A quick and easy meal that came to the rescue while TF was away in the UK. Not exactly nutritionally complete, but as a one-off thing when you're crunched for time, it certainly makes for a tasty dinner, if not a healthy one.
Linguine with Olives and Garlic
Cook's Country October/November 2017
1 lb. linguine
salt and pepper
1/2 c. + 1 Tbsp. olive oil
1/2 c. panko bread crumbs
6 garlic cloves, sliced
1 tsp. red pepper flakes
1 c. pitted green olives, halved
1/4 c. chopped fresh parsley
2 Tbsp. lemon juice
1. Add 1 Tbsp. salt to 4L water and bring to a boil.
2. Cook pasta in salted water until al dente.
3. Reserve 1/4 c. cooking water and drain pasta.

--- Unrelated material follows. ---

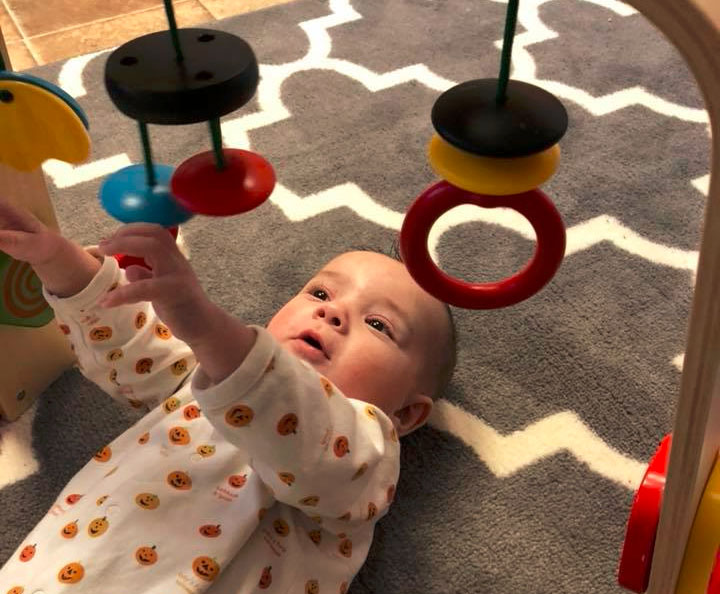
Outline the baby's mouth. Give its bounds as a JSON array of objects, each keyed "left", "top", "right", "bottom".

4. While the pasta is cooking, combine 1 Tbsp. oil, panko, and 1/4 tsp. salt and toast over medium heat for ~3 minutes.
5. Transfer panko to a bowl and set aside.
6. Add remaining 1/2 c. oil to pan along with garlic, pepper flakes, 1/2 tsp. salt, and 1/4 tsp. pepper.
7. Cook oil mixture over medium heat until garlic begins to brown.
8. Toss cooked pasta with olives, parsley, lemon juice, oil mixture, and reserved cooking water.
9. Sprinkle with toasted panko and serve.